ABSTRACT

Because antioxidants can delay or prevent LDL oxidation, it was suggested that diets low in antioxidant vitamins C and or E might predispose to CHD [reviewed in (9,10)]. Observational epidemiologic studies from both sides of the Atlantic support this view. For instance, in the Nurses’ Health Study and the Health Professionals Study, subjects who regularly consumed large amounts of vitamin E (> 300 IU/d) developed less CHD (11,12). Although these studies did not support a similar, independent benefit of dietary vitamin C, another study from the United States did (13). A similar study from Finland demonstrated an increased risk of CHD in men with plasma levels suggestive of vitamin C deficiency (14). A recent case-control study showed that the risk of a first heart attack was not increased in Edinburgh men with similarly low levels of vitamin C (15).
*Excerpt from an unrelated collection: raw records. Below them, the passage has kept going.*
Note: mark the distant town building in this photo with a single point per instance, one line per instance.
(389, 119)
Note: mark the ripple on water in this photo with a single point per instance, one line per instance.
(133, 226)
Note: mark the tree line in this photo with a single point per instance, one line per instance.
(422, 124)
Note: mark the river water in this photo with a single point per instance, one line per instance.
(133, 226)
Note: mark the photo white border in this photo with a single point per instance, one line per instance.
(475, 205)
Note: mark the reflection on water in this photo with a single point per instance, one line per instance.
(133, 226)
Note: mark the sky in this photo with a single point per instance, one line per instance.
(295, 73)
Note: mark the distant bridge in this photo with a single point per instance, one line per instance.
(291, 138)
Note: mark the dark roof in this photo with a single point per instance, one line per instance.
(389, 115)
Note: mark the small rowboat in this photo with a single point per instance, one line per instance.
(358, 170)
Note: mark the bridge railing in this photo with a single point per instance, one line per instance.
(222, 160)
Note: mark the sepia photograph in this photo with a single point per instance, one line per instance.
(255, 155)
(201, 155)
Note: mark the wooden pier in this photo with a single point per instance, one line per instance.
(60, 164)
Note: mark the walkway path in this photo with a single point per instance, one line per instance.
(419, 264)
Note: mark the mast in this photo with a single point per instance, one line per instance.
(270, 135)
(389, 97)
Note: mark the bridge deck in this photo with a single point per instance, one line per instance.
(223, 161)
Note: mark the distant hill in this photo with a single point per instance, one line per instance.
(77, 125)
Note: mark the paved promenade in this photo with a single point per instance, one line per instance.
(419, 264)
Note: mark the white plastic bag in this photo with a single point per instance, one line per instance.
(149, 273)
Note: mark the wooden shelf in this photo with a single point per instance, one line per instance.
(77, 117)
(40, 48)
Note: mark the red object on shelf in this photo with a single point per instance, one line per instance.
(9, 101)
The most consistent support comes from studies in which plasma or adipose levels of β-carotene were measured (16-18). High levels of this antioxidant are associated with a decreased risk of CHD, particularly in smokers. Low plasma vitamin E levels were associated with an increased risk of angina and myocardial infarction in Edinburgh men (18), but not in Finland or other European countries (16-17). All of these observational studies could suffer from confounding by lifestyle or social class (19,20). Large intervention studies, which do not have this weakness, do not support the view that antioxidant vitamin supplements are effective in primary or secondary prevention of CHD (4,17,21-23).